If feeding energy to the CCF is already not simple, storing energy in order to allow the robot to move freely (and eventually return to its parking position) is even more challenging. There is no directly applicable technology compatible with the in-cryostat operation. Several research groups are working to develop new electrolytes working in the range of 170-200 K but the reliability and the operational life of this new solution is still to be assessed, and anyway those temperatures are far too high for our application.

We therefore focused on studying whether conventional batteries survive when stored at very low temperatures (<100K). If that worked, the CCF could stay docked in a “hibernated” state and then be revived using an external power link (e.g. inductive as above discussed) to first heat the battery and then to charge it for the planned mission. We have managed to demonstrate the feasibility of this approach experimentally and this has been a major step forward to the validation of the CCF concept. We have also shown that by hosting batteries in a thermally insulated container almost no additional heating is needed to keep the batteries within an operational temperature range. More studies should be carried out to test whether there are changes in the lifetime of the battery when it goes through many such thermal cycles, but the results obtained so far have been very promising. Combining the visualization and energy management results we have concluded that the CCF will have a warm core (>250K) holding instrumentation and batteries enclosed within a double wall vacuum insulated shell. The next step would entail starting the mechanical design of the CCF hull and its inner core.

Figure 3 A battery surrounded by heaters (in the transparent container) before being inserted into an outer stainless steel vessel. Vacuum is created between the vessels for thermal insulation. Picture by X. Pons.

Figure 4 The battery is immersed into LAr. Several charging and discharging cycles were performed, measuring the response of the battery. Picture by X. Pons.
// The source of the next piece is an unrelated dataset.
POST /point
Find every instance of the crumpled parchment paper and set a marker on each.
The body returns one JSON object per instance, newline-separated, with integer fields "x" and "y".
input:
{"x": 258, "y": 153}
The ATTRACT phase 1 initiative is now complete and we are finalizing the documentation of our work. Looking back, we have come a long way since the formulation of our initial, vague ideas. We haven’t identified any show stoppers to the CCF concept yet and there is the strong desire to bringing the project to the next levels of maturity in the future, maybe by applying to ATTRACT Phase 2. While the CCF has occupied only a very small fraction of my working time, personally this has been a very enriching experience, which has taught me, once-again, how rewarding it is to work within a multidisciplinary team and to let fantasy and wild ideas blossom, with the aim of solving unprecedented challenges.